As she points out, she was the first mayoral candidate to call for “defunding the NYPD” and reallocating those resources to underserved communities of color. She has called for creating the Community First Responders Department composed of mental health and social service professionals. “Black and brown communities have been brutalized and terrorized by the police since their inception as slave patrols,” she said. “They’ve served as the foot soldiers for a mass incarceration movement of laws and attitudes designed to criminalize whole communities…This systemic problem of violence requires a structural solution.”
Morales said she wants to create a “new social contract” and advocated for what she called the “pre-distribution of wealth,” which would mean “investing in the front end in community members and communities, to expand the existence of worker-owned companies, consumer cooperatives, and participatory budgeting practices that enable community members to have a say in how their tax dollars are reinvested in their communities to address their challenges. Because we know that those who live closest to the challenge are often closest to the solutions.”
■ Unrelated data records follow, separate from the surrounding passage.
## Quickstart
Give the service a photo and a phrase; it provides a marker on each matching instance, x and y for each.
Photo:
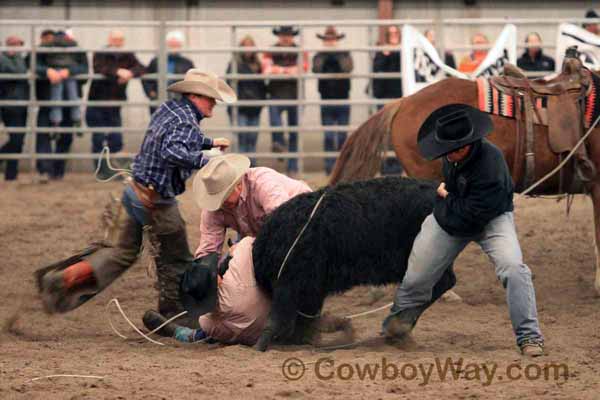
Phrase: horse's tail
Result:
(363, 152)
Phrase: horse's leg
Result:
(282, 318)
(595, 191)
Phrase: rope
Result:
(66, 376)
(135, 327)
(140, 332)
(567, 158)
(312, 214)
(119, 171)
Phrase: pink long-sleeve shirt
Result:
(242, 308)
(263, 191)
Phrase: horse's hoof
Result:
(261, 345)
(451, 297)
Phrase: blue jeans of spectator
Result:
(434, 250)
(13, 117)
(278, 139)
(65, 90)
(334, 115)
(54, 168)
(247, 140)
(105, 117)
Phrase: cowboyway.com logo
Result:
(440, 370)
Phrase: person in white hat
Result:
(233, 195)
(172, 149)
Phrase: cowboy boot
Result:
(64, 290)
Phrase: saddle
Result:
(565, 95)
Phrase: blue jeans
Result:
(13, 117)
(62, 144)
(247, 140)
(109, 117)
(65, 90)
(434, 250)
(334, 115)
(277, 137)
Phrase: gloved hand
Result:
(196, 280)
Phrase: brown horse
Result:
(361, 155)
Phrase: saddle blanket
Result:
(495, 102)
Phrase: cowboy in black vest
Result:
(475, 203)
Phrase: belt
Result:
(146, 194)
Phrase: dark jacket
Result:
(387, 88)
(248, 89)
(107, 64)
(180, 66)
(480, 189)
(283, 88)
(332, 62)
(539, 63)
(17, 89)
(42, 84)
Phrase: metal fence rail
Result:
(232, 28)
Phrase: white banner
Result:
(587, 44)
(422, 65)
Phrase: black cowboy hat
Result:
(198, 287)
(285, 30)
(451, 127)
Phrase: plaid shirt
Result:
(172, 148)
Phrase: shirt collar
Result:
(197, 112)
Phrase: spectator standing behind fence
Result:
(470, 63)
(247, 62)
(66, 89)
(176, 64)
(388, 61)
(448, 56)
(13, 62)
(58, 143)
(385, 88)
(593, 27)
(285, 63)
(533, 58)
(332, 61)
(118, 68)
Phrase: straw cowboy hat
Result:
(331, 34)
(285, 30)
(451, 127)
(205, 84)
(217, 179)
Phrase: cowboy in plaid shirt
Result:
(171, 150)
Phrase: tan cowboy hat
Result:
(205, 84)
(217, 179)
(331, 34)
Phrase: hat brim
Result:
(432, 149)
(208, 303)
(336, 37)
(280, 32)
(223, 93)
(213, 202)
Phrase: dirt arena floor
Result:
(472, 340)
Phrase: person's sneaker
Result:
(153, 320)
(43, 179)
(532, 348)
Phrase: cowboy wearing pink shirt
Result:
(226, 300)
(233, 195)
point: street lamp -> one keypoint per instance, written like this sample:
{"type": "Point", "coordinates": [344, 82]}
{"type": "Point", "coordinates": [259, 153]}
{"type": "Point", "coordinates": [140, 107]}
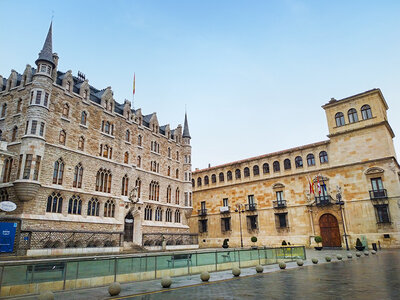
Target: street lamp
{"type": "Point", "coordinates": [340, 202]}
{"type": "Point", "coordinates": [240, 210]}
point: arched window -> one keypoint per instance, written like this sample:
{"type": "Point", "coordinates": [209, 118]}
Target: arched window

Activist Michael Partis said, “Dianne has experienced the barriers big and small to women and people of color. She has spent her career working to address poverty. Now she’s ready to disrupt the root causes of poverty, oppression, and lead the city into an era where all New Yorkers can thrive.”
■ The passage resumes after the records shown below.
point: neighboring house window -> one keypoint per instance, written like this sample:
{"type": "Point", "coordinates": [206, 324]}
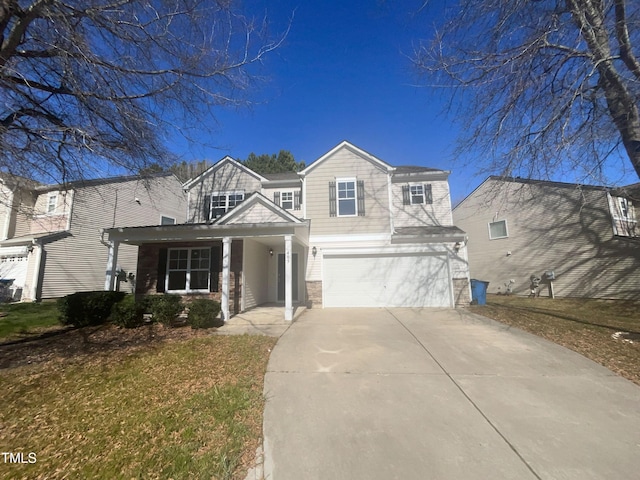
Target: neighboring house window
{"type": "Point", "coordinates": [188, 269]}
{"type": "Point", "coordinates": [287, 199]}
{"type": "Point", "coordinates": [417, 194]}
{"type": "Point", "coordinates": [221, 202]}
{"type": "Point", "coordinates": [52, 202]}
{"type": "Point", "coordinates": [498, 229]}
{"type": "Point", "coordinates": [625, 223]}
{"type": "Point", "coordinates": [346, 198]}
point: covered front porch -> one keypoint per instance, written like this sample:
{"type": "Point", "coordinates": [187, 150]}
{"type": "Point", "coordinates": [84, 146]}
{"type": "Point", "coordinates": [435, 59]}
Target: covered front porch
{"type": "Point", "coordinates": [241, 265]}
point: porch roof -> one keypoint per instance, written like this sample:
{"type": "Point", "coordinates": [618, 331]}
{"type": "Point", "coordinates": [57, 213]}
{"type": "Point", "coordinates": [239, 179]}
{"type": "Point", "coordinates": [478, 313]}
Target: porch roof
{"type": "Point", "coordinates": [190, 232]}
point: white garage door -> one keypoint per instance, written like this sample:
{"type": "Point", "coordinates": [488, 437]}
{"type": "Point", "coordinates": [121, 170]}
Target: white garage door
{"type": "Point", "coordinates": [386, 280]}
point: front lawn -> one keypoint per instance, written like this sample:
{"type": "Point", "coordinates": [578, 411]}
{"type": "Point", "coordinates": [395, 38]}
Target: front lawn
{"type": "Point", "coordinates": [18, 320]}
{"type": "Point", "coordinates": [587, 326]}
{"type": "Point", "coordinates": [103, 405]}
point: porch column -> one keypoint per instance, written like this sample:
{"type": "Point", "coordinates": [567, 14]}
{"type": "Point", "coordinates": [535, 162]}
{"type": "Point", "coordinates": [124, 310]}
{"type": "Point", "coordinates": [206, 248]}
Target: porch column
{"type": "Point", "coordinates": [288, 297]}
{"type": "Point", "coordinates": [226, 257]}
{"type": "Point", "coordinates": [112, 261]}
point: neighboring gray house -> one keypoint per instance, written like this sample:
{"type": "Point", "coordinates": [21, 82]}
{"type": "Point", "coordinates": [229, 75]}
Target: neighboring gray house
{"type": "Point", "coordinates": [51, 240]}
{"type": "Point", "coordinates": [350, 230]}
{"type": "Point", "coordinates": [587, 235]}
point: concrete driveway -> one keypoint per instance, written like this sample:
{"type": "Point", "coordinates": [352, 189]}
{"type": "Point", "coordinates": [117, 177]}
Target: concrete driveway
{"type": "Point", "coordinates": [440, 394]}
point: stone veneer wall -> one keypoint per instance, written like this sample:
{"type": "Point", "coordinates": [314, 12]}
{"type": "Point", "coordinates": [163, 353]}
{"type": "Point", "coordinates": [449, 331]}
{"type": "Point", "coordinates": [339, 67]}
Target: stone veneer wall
{"type": "Point", "coordinates": [148, 255]}
{"type": "Point", "coordinates": [461, 292]}
{"type": "Point", "coordinates": [314, 294]}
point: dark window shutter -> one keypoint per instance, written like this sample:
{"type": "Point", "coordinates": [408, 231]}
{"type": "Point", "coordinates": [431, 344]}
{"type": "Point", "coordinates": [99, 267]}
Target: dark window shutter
{"type": "Point", "coordinates": [360, 195]}
{"type": "Point", "coordinates": [162, 270]}
{"type": "Point", "coordinates": [406, 195]}
{"type": "Point", "coordinates": [214, 269]}
{"type": "Point", "coordinates": [332, 199]}
{"type": "Point", "coordinates": [428, 196]}
{"type": "Point", "coordinates": [206, 208]}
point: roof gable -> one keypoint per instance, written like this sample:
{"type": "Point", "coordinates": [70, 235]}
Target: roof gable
{"type": "Point", "coordinates": [352, 148]}
{"type": "Point", "coordinates": [217, 166]}
{"type": "Point", "coordinates": [257, 209]}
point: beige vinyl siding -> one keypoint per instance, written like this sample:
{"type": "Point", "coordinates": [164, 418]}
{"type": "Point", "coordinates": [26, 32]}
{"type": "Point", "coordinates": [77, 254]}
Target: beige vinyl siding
{"type": "Point", "coordinates": [346, 164]}
{"type": "Point", "coordinates": [437, 213]}
{"type": "Point", "coordinates": [255, 270]}
{"type": "Point", "coordinates": [227, 178]}
{"type": "Point", "coordinates": [564, 229]}
{"type": "Point", "coordinates": [78, 262]}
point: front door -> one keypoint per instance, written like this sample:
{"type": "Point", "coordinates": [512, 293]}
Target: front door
{"type": "Point", "coordinates": [294, 277]}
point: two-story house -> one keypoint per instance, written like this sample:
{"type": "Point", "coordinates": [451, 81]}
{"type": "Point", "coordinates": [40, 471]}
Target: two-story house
{"type": "Point", "coordinates": [350, 230]}
{"type": "Point", "coordinates": [587, 237]}
{"type": "Point", "coordinates": [52, 242]}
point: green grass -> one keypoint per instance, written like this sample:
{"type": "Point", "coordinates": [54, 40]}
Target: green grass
{"type": "Point", "coordinates": [185, 409]}
{"type": "Point", "coordinates": [25, 318]}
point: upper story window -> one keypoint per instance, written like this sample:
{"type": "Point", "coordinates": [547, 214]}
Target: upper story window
{"type": "Point", "coordinates": [498, 229]}
{"type": "Point", "coordinates": [623, 212]}
{"type": "Point", "coordinates": [287, 199]}
{"type": "Point", "coordinates": [219, 203]}
{"type": "Point", "coordinates": [417, 194]}
{"type": "Point", "coordinates": [346, 198]}
{"type": "Point", "coordinates": [52, 203]}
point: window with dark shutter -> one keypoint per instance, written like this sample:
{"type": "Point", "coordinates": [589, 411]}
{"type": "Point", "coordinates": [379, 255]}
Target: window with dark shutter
{"type": "Point", "coordinates": [406, 195]}
{"type": "Point", "coordinates": [428, 196]}
{"type": "Point", "coordinates": [360, 198]}
{"type": "Point", "coordinates": [333, 211]}
{"type": "Point", "coordinates": [162, 270]}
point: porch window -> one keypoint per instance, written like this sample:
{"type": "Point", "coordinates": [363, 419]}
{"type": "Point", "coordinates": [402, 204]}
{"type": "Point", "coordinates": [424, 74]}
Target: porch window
{"type": "Point", "coordinates": [222, 202]}
{"type": "Point", "coordinates": [188, 269]}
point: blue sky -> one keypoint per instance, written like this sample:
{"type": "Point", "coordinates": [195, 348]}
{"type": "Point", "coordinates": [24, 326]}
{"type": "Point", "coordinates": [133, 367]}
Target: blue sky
{"type": "Point", "coordinates": [343, 73]}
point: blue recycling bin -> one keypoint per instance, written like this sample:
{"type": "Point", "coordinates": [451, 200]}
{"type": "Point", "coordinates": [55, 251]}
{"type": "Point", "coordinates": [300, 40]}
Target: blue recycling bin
{"type": "Point", "coordinates": [479, 292]}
Though Morales cannot boast the same level of fundraising as some of the other better-known, more-connected candidates – she has just under $107,000 in her campaign account – she is counting on the city’s public matching funds program, which matches small dollar donations at an 8-to-1 ratio, to help her punch above her weight. The election will also be the first in the city to employ ranked-choice voting, which will require candidates to build broad coalitions beyond their traditional bases of support and vie to be listed second and even third on voters’ ballots.
“When you get hired to be the mayor, you’re supposed to work for the people,” said Tenesha Grant, an education activist who appeared in Morales’ launch video. “Not for the establishment, not to make the rich richer and the poor poorer. And I think that Diane truly understands what that means.”
The other candidates who have registered to run in the Democratic primary, as referenced above, are Comptroller Scott Stringer, Brooklyn Borough President Eric Adams, City Council Member Carlos Menchaca, former city Department of Veterans Services Loree Sutton, former counsel to the mayor Maya Wiley, former city Sanitation Commissioner Kathryn Garcia, former federal Housing Secretary Shaun Donovan, military veteran-turned-entrepreneur Zach Iscol, and former Citigroup executive Ray McGuire.